TABLE CLOCK Steven Hoogendijk Rotterdam Ca. 1730

Bracket clocks

M&R20

TABLE CLOCK
Signed: Steven Hoogendijk Rotterdam
Circa 1730
Netherlands

Movement
The spring-driven double fusee brass movement consists of going and striking trains. The going train has verge escapement with short pendulum. The striking indicates the hour- and halfhours fully on a bell and has trip repeat so that the last hour struck can be repeated at all times by pulling a cord. The backplate is profusely engraved depicting scroll and leaf motifs around a cartouche with the signature of the maker: Steven Hoogendijk Rotterdam.

Dial
The arched dial has a silvered chapter ring with Roman hour, fleur-de-lys half-hour, Arabic five-minute and minute divisions. There is a date aperture above the VI. The time is indicated by a fine pair of pierced blued steel hands. In the arch is a silvered strike /silent ring with a blued-steel hand with which the striking can be turned on or off.
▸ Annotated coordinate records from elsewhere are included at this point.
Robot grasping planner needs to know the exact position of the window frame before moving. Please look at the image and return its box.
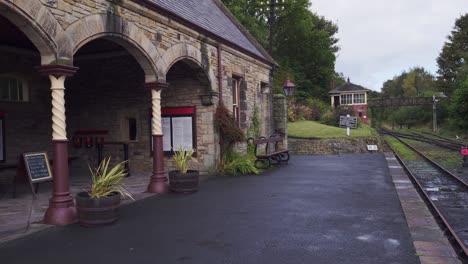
[231,75,242,127]
[0,73,30,103]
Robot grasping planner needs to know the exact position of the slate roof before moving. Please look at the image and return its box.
[144,0,274,63]
[328,79,370,94]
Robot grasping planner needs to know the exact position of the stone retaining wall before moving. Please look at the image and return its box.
[288,137,382,155]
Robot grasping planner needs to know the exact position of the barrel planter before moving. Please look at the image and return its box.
[169,170,199,193]
[76,192,120,227]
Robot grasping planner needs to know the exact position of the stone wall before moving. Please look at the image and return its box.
[0,51,52,163]
[288,137,382,155]
[0,0,273,173]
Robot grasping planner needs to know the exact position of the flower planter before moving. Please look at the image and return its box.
[169,170,199,193]
[76,192,120,227]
The centre is matted. The maker has signed the chapter ring below the VI: Steven Hoogendijk Rotterdam. The corners of the dial are embellished by pierced spandrels.

Case
The ebonised pearwood veneered oak case has a so-called inverted bell top. The sides have pierced sound apertures, as has the front door in the upper corners. The case is surmounted by a carrying handle and four shaped brass finials on the corners. The whole rests on four ebonised pearwood feet.

Duration 1 week

Height 48 cm.
Width 27 cm.
Depth 16.5 cm.

*Price on request

Literature
– E. Morpurgo, Nederlandse klokken- en uurwerkmakers vanaf 1300, Amsterdam, 1970, p. 60
– Brian Loomes, Watchmakers & Clockmakers of the World, London, 2006, p. 388

The maker
Steven Hoogendijk was born in Rotterdam on 1 April 1698, the son of Adriaan Hoogendijk and Elisabeth Tracy, whose father was Steven Tracy, an English clock and instrument maker who was active in the Netherlands. Steven Hoogendijk was apprenticed to Pieter Uyterweer the Elder and lived in the Kleine Draaisteeg. He was a member of the Remonstrant Church. In 1769 he founded the Bataafsch Genootschap der proefondervindelijke Wijsbegeerte (‘the Batavian Society for Experimental Philosophy’). He died in 1788. Various clocks and timepieces by his hand are known.